"E aqueles que foram vistos dançando foram julgados insanos por aqueles que não podiam escutar a música"
Friedrich Nietzsche

segunda-feira, fevereiro 26, 2007

Instituto Humanitas Unisinos - 26/02/07

Quando os jogos eram uma cerimônia religiosa e simbólica. O campo de futebol segundo Marc Augé

Na Antigüidade: no mundo clássico o estádio era um lugar sagrado, uma espécie de zona extraterritorial onde vigoravam as regras da competição leal. Hoje: o ritual de uma partida se transformou numa ocasião para passar da violência simbólica à violência real. Marc Augé, antropólogo, reflete sobre a violência nos estádios de futebol na contemporaneidade em artigo publicado no jornal La Repubblica, 6-02-2007.

Eis o artigo.

"No mundo clássico, o estádio sempre foi um lugar de competição, mas também de paz. Desde os tempos de Olímpia, de fato, os jogos implicavam uma trégua entre as diversas cidades gregas. O estádio era um lugar sagrado, uma espécie de zona extraterritorial onde vigoravam as regras da competição nobre e leal. Regras que permitiam aos inimigos, que se respeitavam reciprocamente, confrontarem-se no terreno do jogo. Com o tempo, porém, o estádio sofreu uma evolução, tornando-se uma arena, um lugar dominado sobretudo pelo espetáculo e pelo confronto. O público encontrava-se ali para assistir a uma luta, da qual saíam vencedores e vencidos. Trata-se de uma luta simbólica que, através de uma forma de catarse coletiva, libera os espectadores das tensões reais. Por muito tempo esta catarse, embora não isenta de momentos dramáticos, conservou uma conotação alegre, priva de toda violência real. Recordo-me, de fato que, quando, como criança, ia com meu pai assistir às partidas da nacional francesa, o estádio era sempre ocasião de uma festa coletiva, um momento de emoções compartilhadas. Precisamente por isto, a cerimônia que se celebra no estádio recorda as cerimônias religiosas. Trata-se de uma religião imanente que, embora sendo sem transcendência e sem deus, dá lugar a um rito coletivo que conserva a ambivalência da religião. De fato, como a religião, a cerimônia esportiva permite que as pessoas se encontrem juntas num mesmo culto, para neutralizar os conflitos e celebrar a paz, mas, como a religião, ela pode estar na origem de conflitos capazes de degenerarem em verdadeiras e próprias guerras. Infelizmente, hoje esta segunda possibilidade prevalece com freqüência.

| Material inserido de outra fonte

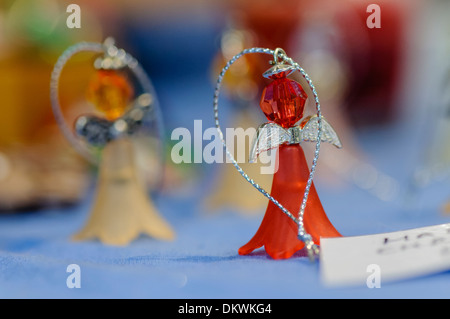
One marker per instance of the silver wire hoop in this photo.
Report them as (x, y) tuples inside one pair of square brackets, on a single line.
[(312, 248), (132, 64)]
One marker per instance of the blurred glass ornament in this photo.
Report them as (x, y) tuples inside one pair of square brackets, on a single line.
[(329, 39), (114, 137)]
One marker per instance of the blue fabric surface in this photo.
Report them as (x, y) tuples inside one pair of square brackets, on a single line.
[(35, 247)]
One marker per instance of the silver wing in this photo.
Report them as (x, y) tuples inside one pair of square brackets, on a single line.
[(268, 136), (309, 131)]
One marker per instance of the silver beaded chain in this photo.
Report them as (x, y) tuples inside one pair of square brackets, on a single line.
[(312, 248), (128, 61)]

Naturalmente, nos estádios – e, sobretudo por ocasião das partidas de futebol – nunca faltou uma forma de violência simbólica, violência no interior do jogo e violência verbal entre os torcedores dos diversos times. Todavia, no passado, ela sempre permanecia no plano simbólico, permitindo ao espetáculo esportivo exorcizar a violência social presente na sociedade. No estádio, de fato, nós espectadores projetamos o nosso desejo de violência sobre os corpos dos jogadores, os quais a põem em cena no interior de um confronto simbólico. Daqui resultou, entre outras coisas, certa crítica marxista que, no passado, acusou o futebol, novo ópio dos povos, de inibir os conflitos sociais. Hoje a situação mudou e este modelo parece não funcionar mais como no passado. A violência simbólica do esporte parece não estar mais em condições de dar lugar ao exorcismo coletivo. O ritual da partida se torna, então, a ocasião para passar da violência simbólica a uma violência real que, privada de significados políticos ou sociais precisos, se descarrega quase integralmente sobre os torcedores das outras equipes, sobre a polícia ou sobre os jogadores.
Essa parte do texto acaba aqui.